US 12,461,545 B2
Intelligent learning and adjustment system for tennis training robot
Li Wang, Jiangsu (CN); and Yong Zhang, Jiangsu (CN)
Assigned to POTENT SPORTS & TECH CO., LTD., Jiangsu (CN)
Filed by POTENT SPORTS & TECH CO., LTD, Jiangsu (CN)
Filed on Apr. 10, 2024, as Appl. No. 18/632,111.
Claims priority of application No. 202410073488.4 (CN), filed on Jan. 18, 2024.
Prior Publication US 2025/0238037 A1, Jul. 24, 2025
Int. Cl. G06V 10/82 (2022.01); G05D 1/656 (2024.01); G06V 20/56 (2022.01); G06V 20/64 (2022.01); G06V 40/20 (2022.01); G05D 101/15 (2024.01); G05D 101/20 (2024.01); G05D 105/60 (2024.01); G05D 111/10 (2024.01)
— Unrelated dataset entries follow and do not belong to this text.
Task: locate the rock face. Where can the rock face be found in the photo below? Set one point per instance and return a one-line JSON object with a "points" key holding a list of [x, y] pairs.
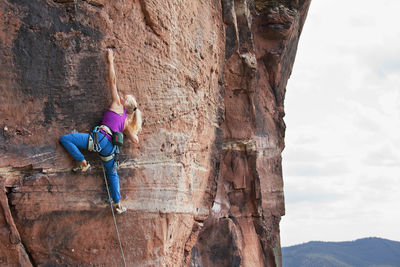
{"points": [[203, 187]]}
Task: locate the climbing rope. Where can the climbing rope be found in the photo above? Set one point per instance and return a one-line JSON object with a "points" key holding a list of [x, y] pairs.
{"points": [[112, 211]]}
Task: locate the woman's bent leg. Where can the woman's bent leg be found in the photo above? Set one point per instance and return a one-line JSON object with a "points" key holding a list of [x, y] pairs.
{"points": [[72, 143], [114, 180]]}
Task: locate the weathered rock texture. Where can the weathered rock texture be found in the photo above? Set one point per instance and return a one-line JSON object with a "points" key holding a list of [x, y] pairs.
{"points": [[204, 187]]}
CPC G05D 1/656 (2024.01) [G06V 10/82 (2022.01); G06V 20/56 (2022.01); G06V 20/64 (2022.01); G06V 40/23 (2022.01); G05D 2101/15 (2024.01); G05D 2101/20 (2024.01); G05D 2105/60 (2024.01); G05D 2111/10 (2024.01)] 5 Claims
OG exemplary drawing
 
1. An intelligent learning and adjustment system for a tennis training robot, comprising an image recognition system, an algorithm model, a back-end processing platform, and an optimization model;
the image recognition system is configured to capture data of tennis balls, such as three-dimensional coordinates, speeds, and speed directions of a plurality of points, and the algorithm model is configured to calculate trajectories of incoming balls according to the captured data to predict placements of the incoming balls;
the algorithm model has a plurality of algorithm layers, and performs predication and classification according to features of tennis image data inputted by the image recognition system;
error loss values between prediction data and true data are calculated by a calculation model according to data of the placements of the incoming balls and athlete levels obtained through transformation operation of data at an algorithm layer, on-site subsequent data received by the back-end processing platform from a main controller, and true values of data from a mobile phone APP, and the back-end processing platform feeds back the error loss values to the optimization model for data optimization; and
the optimization model expands and improves a database according to accumulative data of ball hitting of athletes and feedback on whether predictions are accurate, and provides model training and evaluation functions, such that the tennis training robot is capable of independently evaluating the performance of the athletes on tasks, and the algorithm is optimized based on the extracted evaluation features.